Середин набрал номер.
Девушка ответила тут же, но шепотом:
– Да, Рома, здравствуй!
– Привет, Алина! Ты чего шепотом?
– Мама в соседней комнате. Сейчас выйду на балкон, подожди!
Спустя полминуты она уже заговорила в полный голос:
– Мы сейчас собираемся. Такое ощущение, что уезжаем из дома навсегда, столько вещей берем! Особенно продуктов. И зачем? В Ромашкино приличный магазин.
– Отцу виднее.
– Знаешь, Рома, у меня какое-то тревожное чувство.
– Что может случиться, Алина? Ты только одна на водоем не ходи, да из усадьбы тоже, и все будет хорошо.
– Я так и сделаю, но все равно, плохо мне что-то на душе.
– Ты, наверное, перенервничала из-за происшествия в роще.
– Может быть. А может, просто боюсь твоей встречи с Эдиком. Ты не хочешь отказаться от этой идеи?
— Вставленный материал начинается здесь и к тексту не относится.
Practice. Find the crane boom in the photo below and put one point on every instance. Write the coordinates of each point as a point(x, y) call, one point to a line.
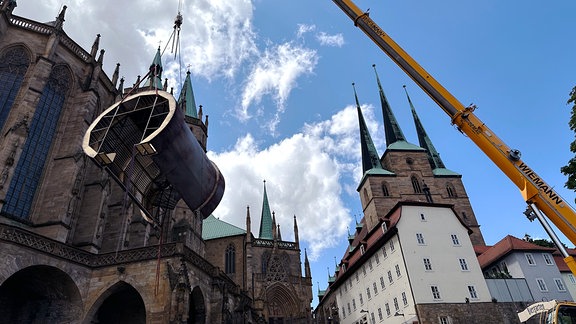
point(535, 191)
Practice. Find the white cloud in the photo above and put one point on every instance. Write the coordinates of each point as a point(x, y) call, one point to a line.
point(330, 40)
point(275, 74)
point(304, 174)
point(303, 29)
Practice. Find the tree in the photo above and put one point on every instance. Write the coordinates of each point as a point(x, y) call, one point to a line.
point(570, 168)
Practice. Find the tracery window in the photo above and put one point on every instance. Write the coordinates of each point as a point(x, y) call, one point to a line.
point(416, 184)
point(30, 165)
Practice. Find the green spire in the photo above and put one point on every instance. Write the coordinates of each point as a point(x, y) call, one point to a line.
point(266, 218)
point(391, 128)
point(155, 76)
point(423, 139)
point(186, 99)
point(370, 157)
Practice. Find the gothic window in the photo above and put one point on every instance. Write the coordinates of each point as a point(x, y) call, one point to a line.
point(385, 191)
point(416, 184)
point(265, 257)
point(28, 172)
point(230, 259)
point(13, 65)
point(450, 190)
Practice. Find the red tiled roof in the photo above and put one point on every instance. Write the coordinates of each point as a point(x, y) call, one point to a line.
point(505, 246)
– Обещаю тебе, Алина, я всего лишь поговорю с ним. И даже могу сказать, о чем. Вернее, о ком. О тебе. Чтобы он отстал от тебя и знал, что мы любим друг друга и никто не помешает нам быть вместе. Я хочу, чтобы его не было рядом с тобой. Вот и все.
– Но это же произойдет, как я поняла, поздним вечером, у клуба или внутри, где у Эдуарда наверняка много знакомых. И охрану он тоже знает. Я не за него, я за тебя переживаю.
Середин сделал паузу, ему в голову пришла неплохая мысль:
– Я мог бы не ездить к клубу, если бы знал, где живет этот Эдик или где он бывает днем.
– Адрес я могу сказать, а вот где обитает днем? По-моему, он говорил, что отец заставляет его каждый день играть в теннис и он с четырех до пяти постоянно в спорткомплексе «Юбилейный».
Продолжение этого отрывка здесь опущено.